To solve the above-mentioned problem, U.S. Pat. No. 5,652,774 discloses a central processing unit (CPU) having a rename register file comprising a plurality of rename registers to reduce the number of cycles required to execute instructions. The data processing method of the CPU includes a step of loading, in response to executing a first load instruction, data into the rename register file from a cache. The method further includes the steps of executing a second load register having a source register, and determining, during the execution of the subsequent instruction, that the requested data reside in a rename register of the rename register file. The method also includes the step of substituting the source register with the rename register containing the requested data. The rename register file has typically been used for allowing the conventional CPU to execute instructions in non-sequential fashion, thereby reducing the cycle times of the subsequent instructions. However, the CPU generally maintains the association between the rename register and the second subsequent instruction for a longer period. The rename register cannot be timely freed to execute a new instruction. Therefore, the conventional CPU causes a substantial increase in the number of the registers. Furthermore, reading/writing data from/into the cache also results in a long latency.

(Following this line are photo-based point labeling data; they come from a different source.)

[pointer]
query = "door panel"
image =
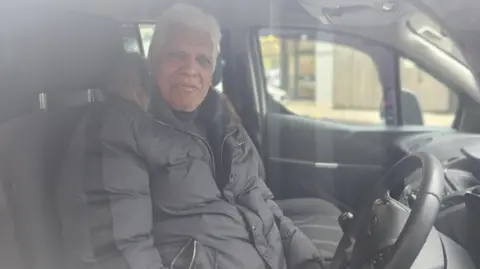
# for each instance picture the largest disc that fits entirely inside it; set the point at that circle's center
(334, 161)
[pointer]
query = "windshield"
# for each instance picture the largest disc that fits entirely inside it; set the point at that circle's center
(435, 34)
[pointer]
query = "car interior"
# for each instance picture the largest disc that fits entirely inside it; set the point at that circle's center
(55, 60)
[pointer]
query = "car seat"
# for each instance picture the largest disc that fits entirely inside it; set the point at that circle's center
(51, 62)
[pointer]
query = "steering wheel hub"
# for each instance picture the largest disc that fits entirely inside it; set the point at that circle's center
(385, 233)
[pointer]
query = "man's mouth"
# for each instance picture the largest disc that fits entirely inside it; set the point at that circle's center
(188, 87)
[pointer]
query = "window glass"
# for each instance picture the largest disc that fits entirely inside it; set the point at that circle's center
(436, 103)
(130, 41)
(146, 32)
(322, 79)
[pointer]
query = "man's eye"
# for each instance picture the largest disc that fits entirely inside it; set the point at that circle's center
(204, 61)
(176, 55)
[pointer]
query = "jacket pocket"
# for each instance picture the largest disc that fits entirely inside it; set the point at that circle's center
(206, 257)
(194, 255)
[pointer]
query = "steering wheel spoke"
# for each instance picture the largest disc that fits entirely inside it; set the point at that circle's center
(382, 233)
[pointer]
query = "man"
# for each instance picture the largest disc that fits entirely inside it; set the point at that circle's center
(184, 189)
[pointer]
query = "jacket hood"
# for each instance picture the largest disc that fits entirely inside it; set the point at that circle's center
(213, 112)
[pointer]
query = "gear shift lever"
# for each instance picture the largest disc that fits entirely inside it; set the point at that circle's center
(345, 220)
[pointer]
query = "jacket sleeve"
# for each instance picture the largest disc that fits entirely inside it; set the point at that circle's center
(115, 189)
(298, 248)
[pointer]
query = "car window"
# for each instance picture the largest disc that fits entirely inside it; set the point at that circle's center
(146, 33)
(130, 40)
(322, 79)
(436, 103)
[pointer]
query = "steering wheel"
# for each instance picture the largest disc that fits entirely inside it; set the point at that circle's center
(384, 233)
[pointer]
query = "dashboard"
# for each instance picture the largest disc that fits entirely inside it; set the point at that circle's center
(460, 155)
(459, 216)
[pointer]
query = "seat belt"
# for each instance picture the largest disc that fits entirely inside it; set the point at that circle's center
(10, 252)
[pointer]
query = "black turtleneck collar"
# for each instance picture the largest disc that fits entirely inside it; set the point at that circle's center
(185, 117)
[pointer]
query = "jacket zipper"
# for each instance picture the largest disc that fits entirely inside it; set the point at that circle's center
(223, 144)
(210, 151)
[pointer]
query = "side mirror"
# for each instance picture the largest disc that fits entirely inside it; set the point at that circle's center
(411, 109)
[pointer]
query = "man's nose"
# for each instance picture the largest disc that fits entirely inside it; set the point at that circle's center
(189, 66)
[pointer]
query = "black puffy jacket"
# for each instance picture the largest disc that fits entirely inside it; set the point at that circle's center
(146, 192)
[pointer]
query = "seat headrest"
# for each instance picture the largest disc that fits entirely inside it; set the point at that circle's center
(47, 50)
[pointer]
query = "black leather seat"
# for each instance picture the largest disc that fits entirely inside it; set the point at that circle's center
(44, 52)
(318, 219)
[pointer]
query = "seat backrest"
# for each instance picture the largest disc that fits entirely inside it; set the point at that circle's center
(45, 54)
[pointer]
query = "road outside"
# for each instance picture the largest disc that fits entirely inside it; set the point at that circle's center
(311, 109)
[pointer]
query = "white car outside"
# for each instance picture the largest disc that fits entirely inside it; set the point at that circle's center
(277, 94)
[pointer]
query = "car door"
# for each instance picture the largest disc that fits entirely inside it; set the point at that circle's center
(332, 135)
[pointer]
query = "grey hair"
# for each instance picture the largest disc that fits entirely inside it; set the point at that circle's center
(191, 17)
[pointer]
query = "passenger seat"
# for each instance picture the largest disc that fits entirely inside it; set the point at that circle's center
(50, 63)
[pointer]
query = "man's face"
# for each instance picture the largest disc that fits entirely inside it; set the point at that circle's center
(183, 68)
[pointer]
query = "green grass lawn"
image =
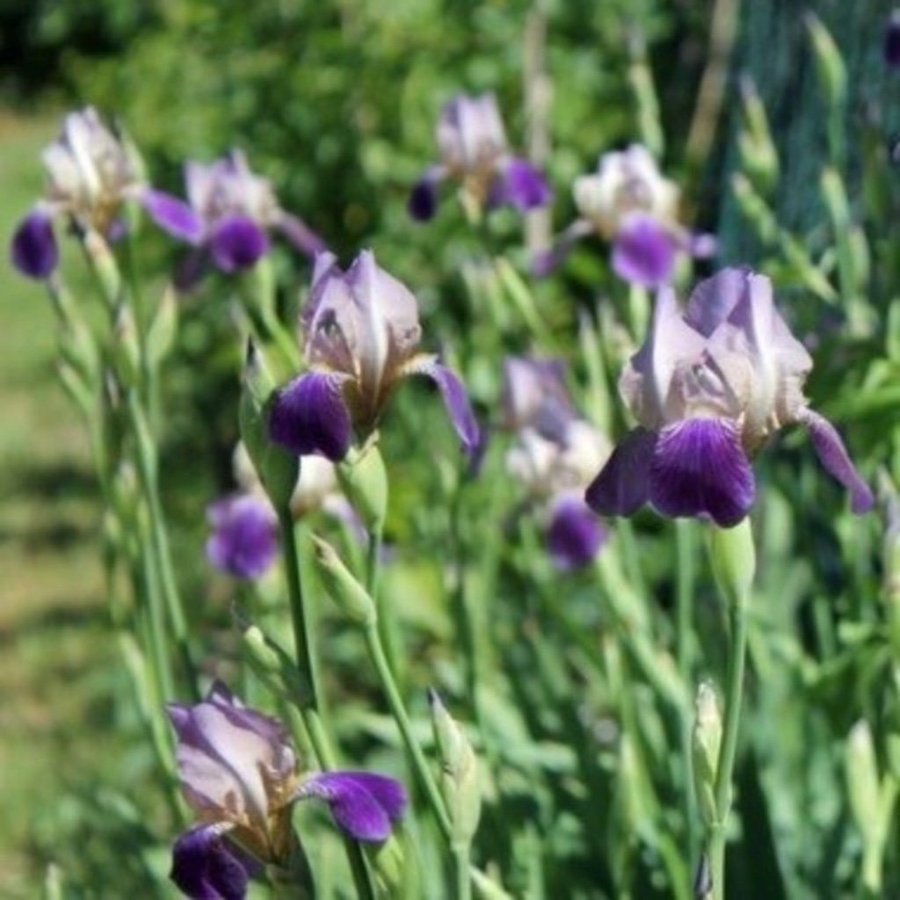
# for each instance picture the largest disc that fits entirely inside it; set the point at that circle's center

To solve the above-mentioned problem, U.S. Pat. No. 6,314,511 discloses an improved processor with a rename register file which comprises a plurality of rename registers. The processor employs an indicator to timely free a rename register from association with an old instruction, so the rename register is available to execute another instruction. However, processor is combined with the complicated out-of-order register-renaming mechanisms. In other words, after instructions are fetched and then decoded, the register-renaming mechanism is dynamically performed to rename the registers to index re-order buffers that only appear in out-of-order mechanisms. Therefore, the register-renaming mechanism for the out-of-order processing processor is more complicated than for the in-order processing processors.
Hence, an improved pixel processing system is desired to overcome the above-mentioned shortcomings.